Il tutto fu interrotto improvvisamente da una voce - Allyson! Sbrigati! L'autista non aspetterà di certo a te! -

Merith ruppe quello sguardo, mi sentii sollevata, ma d'altra parte, chi era quella signora misteriosa? Ero fortemente curiosa, ma misi da parte la mia curiosità e salii sull'autobus.

Ryan, come è suo solito fare, tenne il posto occupato per me, lo salutai con un bacio, così come salutai la mia migliore amica Merith.

Nemmeno il tempo di rilassarmi che la mia migliore amica fece subito delle domande - Ally, come mai eri ferma ad osservare quella signora? -

Non seppi darle una risposta.

Il mio ragazzo Ryan, riuscì ad alleviare la mia curiosità aggiungendo - La signora Pete è molto conosciuta in città, si dice che sia una donna diventata alcolizzata per via della morte del marito, dicono che suo figlio vada nella nostra scuola. -

"Quindi quella signora ha un figlio?" pensai.

- Come si chiama suo figlio? - chiese Chester, il suo migliore amico.

- Mi chiedi troppo amico, ma di sicuro, sarà malato come sua madre. -

Si misero tutti a ridere, lo feci anch' io, in fondo, il mistero che mi metteva ansia, era stato risolto.

Non avrei mai pensato che quel giorno sarebbe stato fonte di uno scandalo, la mia mente, la mia mente ancora rifiuta di partorire quel ricordo...

Io e Ryan, come da copione, eravamo soliti farci le coccole sull'autobus.

"Bang"... Ricordo ancora quel suono, ma ancora di più, quelle macchie di sangue stampate sul finestrino.

Le urla sull' autobus, furono tanto forti da far fischiare le orecchie.

Ricordo la folla, ricordo l'autista che inchiodò, ma soprattutto, non dimenticherò mai lo sguardo di una ragazzina.

Il suo sguardo era attonito, bianca in viso, era di sicuro il suo primo giorno di scuola nel nostro liceo...

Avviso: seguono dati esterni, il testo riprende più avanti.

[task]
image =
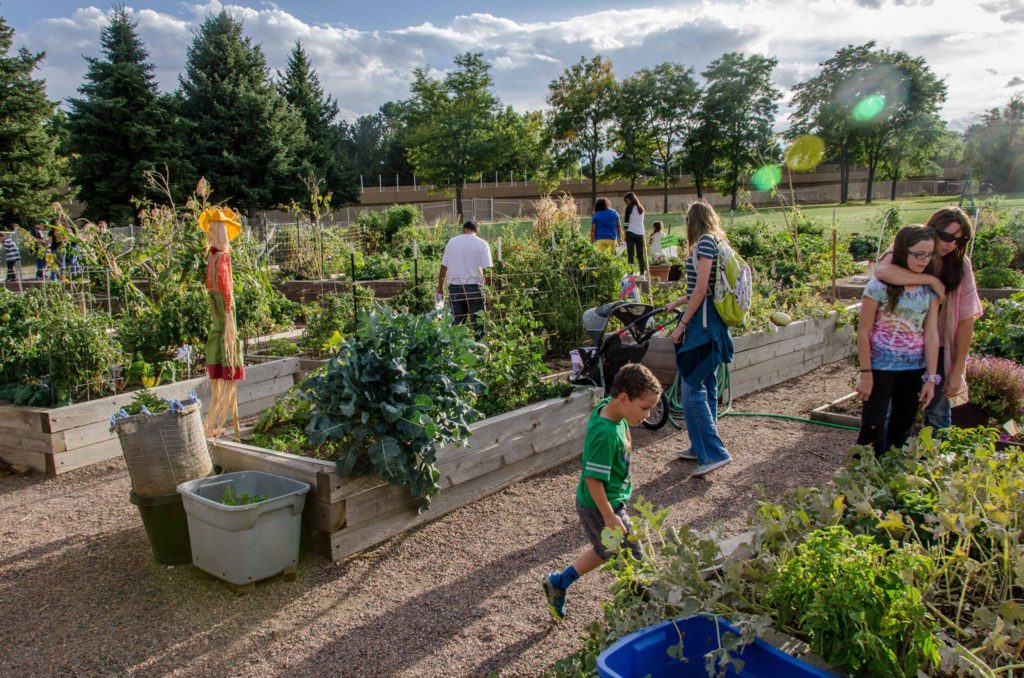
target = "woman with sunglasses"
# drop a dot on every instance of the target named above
(952, 280)
(898, 345)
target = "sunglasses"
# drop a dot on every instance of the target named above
(949, 238)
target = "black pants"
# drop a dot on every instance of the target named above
(634, 243)
(467, 301)
(899, 390)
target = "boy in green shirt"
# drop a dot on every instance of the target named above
(605, 483)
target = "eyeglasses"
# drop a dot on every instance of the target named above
(949, 238)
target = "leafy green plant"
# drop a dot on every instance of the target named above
(906, 563)
(1000, 331)
(382, 266)
(512, 363)
(54, 351)
(1000, 277)
(281, 348)
(145, 398)
(997, 386)
(230, 498)
(400, 387)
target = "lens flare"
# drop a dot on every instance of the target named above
(868, 108)
(767, 177)
(805, 153)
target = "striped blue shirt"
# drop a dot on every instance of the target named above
(707, 249)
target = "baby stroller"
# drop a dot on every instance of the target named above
(603, 361)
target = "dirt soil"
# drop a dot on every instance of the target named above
(81, 595)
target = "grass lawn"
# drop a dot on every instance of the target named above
(849, 218)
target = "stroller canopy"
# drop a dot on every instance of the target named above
(596, 320)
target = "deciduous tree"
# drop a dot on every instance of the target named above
(31, 174)
(239, 131)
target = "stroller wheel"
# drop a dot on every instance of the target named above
(658, 415)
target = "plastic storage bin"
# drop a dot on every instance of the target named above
(245, 544)
(644, 652)
(166, 526)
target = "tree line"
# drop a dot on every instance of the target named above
(262, 138)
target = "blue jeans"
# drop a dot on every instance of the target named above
(700, 411)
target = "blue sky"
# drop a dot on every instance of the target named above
(366, 52)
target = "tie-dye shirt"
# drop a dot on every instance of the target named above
(898, 338)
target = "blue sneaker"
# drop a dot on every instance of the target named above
(555, 595)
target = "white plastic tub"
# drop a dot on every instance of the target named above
(245, 544)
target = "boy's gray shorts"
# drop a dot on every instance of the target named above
(593, 523)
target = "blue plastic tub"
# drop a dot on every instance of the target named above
(644, 652)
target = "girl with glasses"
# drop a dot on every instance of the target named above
(898, 345)
(952, 279)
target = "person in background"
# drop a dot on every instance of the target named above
(605, 481)
(12, 256)
(635, 231)
(702, 341)
(39, 245)
(463, 265)
(605, 231)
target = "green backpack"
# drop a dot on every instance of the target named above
(732, 288)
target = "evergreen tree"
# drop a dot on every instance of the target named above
(31, 174)
(120, 127)
(326, 155)
(239, 132)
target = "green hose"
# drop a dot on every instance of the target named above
(725, 389)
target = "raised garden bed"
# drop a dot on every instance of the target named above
(346, 515)
(767, 358)
(845, 411)
(306, 291)
(55, 440)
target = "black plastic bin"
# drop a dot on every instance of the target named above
(167, 526)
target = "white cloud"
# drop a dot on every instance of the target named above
(365, 69)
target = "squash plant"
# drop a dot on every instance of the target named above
(399, 388)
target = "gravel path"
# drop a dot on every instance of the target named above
(80, 595)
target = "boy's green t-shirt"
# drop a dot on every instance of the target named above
(606, 457)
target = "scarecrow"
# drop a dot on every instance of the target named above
(223, 350)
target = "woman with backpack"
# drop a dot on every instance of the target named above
(702, 340)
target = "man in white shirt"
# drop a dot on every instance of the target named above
(463, 264)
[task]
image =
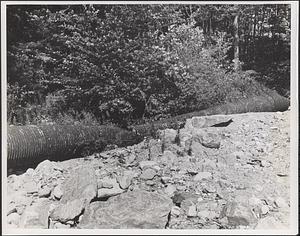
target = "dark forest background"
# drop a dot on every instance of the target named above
(124, 64)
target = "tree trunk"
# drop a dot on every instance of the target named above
(236, 42)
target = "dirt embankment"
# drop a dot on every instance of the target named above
(218, 172)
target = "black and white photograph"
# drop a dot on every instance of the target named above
(165, 117)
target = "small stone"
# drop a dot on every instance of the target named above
(238, 214)
(146, 164)
(203, 214)
(238, 154)
(181, 187)
(253, 201)
(199, 199)
(148, 174)
(150, 182)
(36, 215)
(59, 225)
(68, 211)
(13, 218)
(106, 184)
(165, 180)
(11, 208)
(209, 189)
(167, 136)
(22, 200)
(269, 222)
(192, 211)
(44, 192)
(20, 209)
(30, 171)
(281, 203)
(264, 163)
(264, 210)
(202, 175)
(175, 211)
(30, 187)
(57, 192)
(258, 188)
(125, 180)
(109, 192)
(192, 171)
(170, 190)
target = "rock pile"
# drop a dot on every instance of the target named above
(204, 176)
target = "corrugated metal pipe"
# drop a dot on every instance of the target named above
(31, 144)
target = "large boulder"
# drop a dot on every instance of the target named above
(133, 209)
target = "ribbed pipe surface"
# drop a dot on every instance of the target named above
(33, 143)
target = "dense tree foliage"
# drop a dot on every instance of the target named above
(121, 63)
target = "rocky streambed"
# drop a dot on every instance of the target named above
(218, 172)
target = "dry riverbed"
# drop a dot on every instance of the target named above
(202, 177)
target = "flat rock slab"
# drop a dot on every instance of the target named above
(134, 209)
(81, 185)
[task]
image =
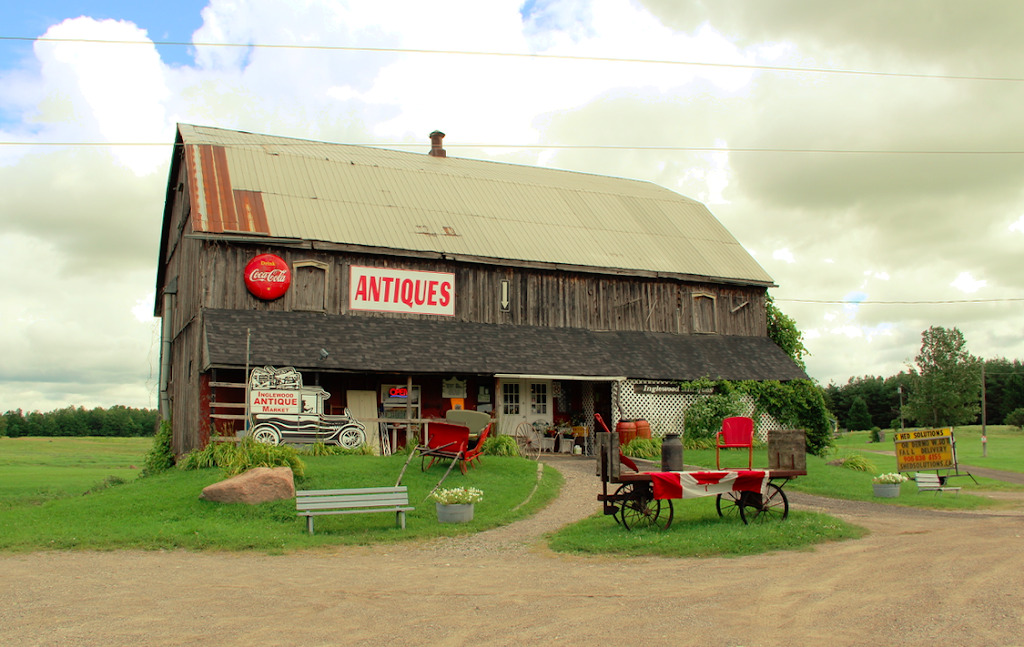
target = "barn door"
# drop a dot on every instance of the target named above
(363, 406)
(523, 401)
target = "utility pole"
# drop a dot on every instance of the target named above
(984, 437)
(900, 389)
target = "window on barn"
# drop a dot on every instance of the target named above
(538, 397)
(309, 286)
(705, 318)
(510, 398)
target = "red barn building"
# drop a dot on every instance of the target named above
(537, 294)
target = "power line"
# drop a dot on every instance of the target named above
(557, 146)
(459, 52)
(943, 302)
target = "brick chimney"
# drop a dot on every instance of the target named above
(435, 144)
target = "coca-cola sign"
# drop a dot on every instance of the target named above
(267, 276)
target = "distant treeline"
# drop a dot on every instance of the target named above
(1004, 395)
(116, 421)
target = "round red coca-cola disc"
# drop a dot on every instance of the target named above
(267, 276)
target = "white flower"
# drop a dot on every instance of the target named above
(454, 495)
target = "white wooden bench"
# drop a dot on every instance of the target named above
(928, 481)
(312, 503)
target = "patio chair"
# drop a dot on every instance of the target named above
(736, 432)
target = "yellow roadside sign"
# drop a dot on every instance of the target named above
(921, 449)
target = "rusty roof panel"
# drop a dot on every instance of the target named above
(404, 201)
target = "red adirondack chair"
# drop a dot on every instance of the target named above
(736, 432)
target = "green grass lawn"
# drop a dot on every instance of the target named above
(1004, 448)
(42, 482)
(35, 470)
(164, 511)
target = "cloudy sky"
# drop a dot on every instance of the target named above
(869, 155)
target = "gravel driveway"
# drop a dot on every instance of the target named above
(921, 577)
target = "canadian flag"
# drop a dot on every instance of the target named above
(692, 484)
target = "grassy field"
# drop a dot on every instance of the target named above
(42, 482)
(35, 470)
(1005, 446)
(165, 512)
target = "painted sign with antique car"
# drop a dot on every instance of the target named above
(284, 411)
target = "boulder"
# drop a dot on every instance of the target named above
(255, 486)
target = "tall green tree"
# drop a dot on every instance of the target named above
(948, 386)
(782, 330)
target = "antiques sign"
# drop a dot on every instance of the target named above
(389, 290)
(925, 449)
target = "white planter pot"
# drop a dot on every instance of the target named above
(455, 513)
(889, 490)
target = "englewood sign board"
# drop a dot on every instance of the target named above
(390, 290)
(921, 449)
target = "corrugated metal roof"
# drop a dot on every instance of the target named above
(457, 207)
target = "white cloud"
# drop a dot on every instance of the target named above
(85, 222)
(966, 283)
(783, 255)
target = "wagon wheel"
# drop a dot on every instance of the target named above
(639, 509)
(351, 437)
(730, 506)
(528, 447)
(770, 507)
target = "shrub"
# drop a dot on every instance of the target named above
(501, 445)
(237, 458)
(857, 463)
(321, 448)
(642, 448)
(160, 457)
(698, 443)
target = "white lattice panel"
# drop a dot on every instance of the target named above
(665, 411)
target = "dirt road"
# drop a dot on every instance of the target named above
(919, 578)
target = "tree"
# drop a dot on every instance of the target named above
(859, 418)
(948, 386)
(782, 330)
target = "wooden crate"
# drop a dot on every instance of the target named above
(787, 449)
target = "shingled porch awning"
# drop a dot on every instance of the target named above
(375, 344)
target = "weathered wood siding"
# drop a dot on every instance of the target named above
(538, 297)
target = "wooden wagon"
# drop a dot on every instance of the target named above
(637, 499)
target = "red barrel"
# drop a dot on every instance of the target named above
(643, 429)
(627, 430)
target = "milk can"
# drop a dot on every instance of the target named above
(672, 454)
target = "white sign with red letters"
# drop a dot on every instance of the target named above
(389, 290)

Era seduta accanto al suicida, ma nulla faceva capire che si conoscessero.

Quel giorno, a scuola, in pochi riuscirono ad arrivare puntuali.

Fuori pioveva, un'atmosfera perfetta per descrivere ciò che era appena successo.

Eravamo tutti lì, fermi, a non dire nulla; quell'autobus che solitamente era ricco di urla e di risate, si era trasformato in un mezzo silenzioso.

Quel silenzio fu spento dopo qualche ora dalla polizia e anche loro divennero presto bianchi in viso: in effetti fu una scena che colpì tutti. I poliziotti iniziarono a fare delle domande, ma il loro tono di voce era un misto fra agitazione ed incredulità.

Le domande erano semplici, ma in quel momento, anche solo un "Avete visto se parlava con qualcuno prima di togliersi la vita?", era una domanda difficile alla quale rispondere, nessuno aveva visto niente.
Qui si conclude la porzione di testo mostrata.